На постоялых дворах и в деревнях они покупали еду. Бабы жалели молоденьких странниц, часто кормили задаром, расспрашивали.
Они сестры. Мать в Твери. У них свой двухэтажный дом. Дальше шло подробное описание хором, которые снимал Никита. Отец погиб на турецкой войне. Они идут по святым местам и бога славят.
Софья простодушно приняла эту легенду за истинную судьбу Аннушки.
— Где могила отца? Знаешь? — спросила она у Алеши.
— У него нет могилы. Он был моряк. Балтийское море его могила.
— Так он со шведами воевал?? Зачем же ты говорила людям про турецкую войну?
Алексей и сам не знал, почему решил схоронить отца на южной границе. Боясь проговориться о главном, он инстинктивно выбирал в своем рассказе места подальше от истинных событий.
— Говорила бы все, как есть, — не унималась Софья.
— Так прямо все и говорить? — Алешу злила наивность монастырской белицы. — А про себя сама расскажешь?
— Ты, значит, тоже беглая?
Он промолчал. Больше Софья ничего не спросила. Не сговариваясь, они стали заходить в деревни все реже и реже. Ночевали на еловом лапнике, срубленном Алешиной шпагой, или в стогах сена. Спала Софья чутко. Свернется, как часовая пружина, уткнет подбородок в стиснутые кулачки и замрет, а чуть шорох — поднимает голову, всматривается в ночную мглу.

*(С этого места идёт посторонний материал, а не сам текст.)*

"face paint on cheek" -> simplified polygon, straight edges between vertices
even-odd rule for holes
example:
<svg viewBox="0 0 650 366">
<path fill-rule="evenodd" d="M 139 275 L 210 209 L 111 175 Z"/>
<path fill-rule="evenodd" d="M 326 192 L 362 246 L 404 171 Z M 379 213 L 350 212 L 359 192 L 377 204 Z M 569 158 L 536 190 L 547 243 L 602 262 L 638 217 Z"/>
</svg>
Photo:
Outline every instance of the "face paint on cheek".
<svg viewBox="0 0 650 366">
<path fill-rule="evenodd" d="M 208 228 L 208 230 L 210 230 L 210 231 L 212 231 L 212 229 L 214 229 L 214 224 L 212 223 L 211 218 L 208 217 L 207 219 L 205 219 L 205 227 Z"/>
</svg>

Разговаривали они мало. Алеша ничем не занимал мыслей девушки. Будь она повнимательнее, заметила бы, как вытянулась и похудела фигура мнимой Аннушки. Алеше надоело возиться с толщинками и искать правильное положение подставным грудям. Пышный бюст он оставил под елкой, а стегаными боками пользовался как подушкой. Косынку с головы он не снимал даже на ночь.
Много верст осталось за спиной. Нога у Алеши совсем не болела, страхи мнимые и реальные потеряли первоначальную остроту, и даже приятным можно было бы назвать их путешествие, если бы не вспыльчивый, своенравный характер Софьи. Но в ее высокомерии было что-то жалкое, в заносчивости угадывались внутреннее неблагополучие и разлад, и Алеша прощал ей злые слова, как прощают их хворому ребенку.
Но чем покладистее и заботливее он был, тем больше ярилась Софья. Иногда и Алеша выходил из себя — нельзя же все время молчать! — и тогда они кричали и ругались на весь лес, однажды даже подрались.